Wilfred Bion, um psicanalista inglês,
debruçou-se sobre o tema da arrogância em sua clínica, fazendo a correlação
entre três elementos: a curiosidade, a arrogância e a estupidez. Nesta relação,
a curiosidade é o elemento que se perde, quando há o predomínio de um estado de
arrogância. A estupidez passa a estar presente de maneira oculta, enquanto
des-conhecimento dessa perda – faz parte da arrogância, o ocultamento ou não
reconhecimento da própria estupidez. Por fim, a própria ligação entre esses
três elementos é perdida.
Em um
cenário assim, a estupidez não é acidental, mas tem um propósito.
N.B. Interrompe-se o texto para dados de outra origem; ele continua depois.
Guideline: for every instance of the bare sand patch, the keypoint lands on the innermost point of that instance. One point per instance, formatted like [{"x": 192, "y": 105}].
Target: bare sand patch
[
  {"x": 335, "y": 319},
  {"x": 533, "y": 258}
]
Ela
ativamente busca suprimir qualquer fragmento de curiosidade ou indício que leve
ao evento que gerou o estado de arrogância, e à perda da curiosidade. De modo
inverso, o reconhecimento da própria estupidez representaria um primeiro passo
na recuperação daquilo que foi perdido.
A capacidade
para a dúvida é uma conquista fundamental que exige suportarmos uma dose
considerável de frustração. Sem ela temos uma receita certa para catástrofes.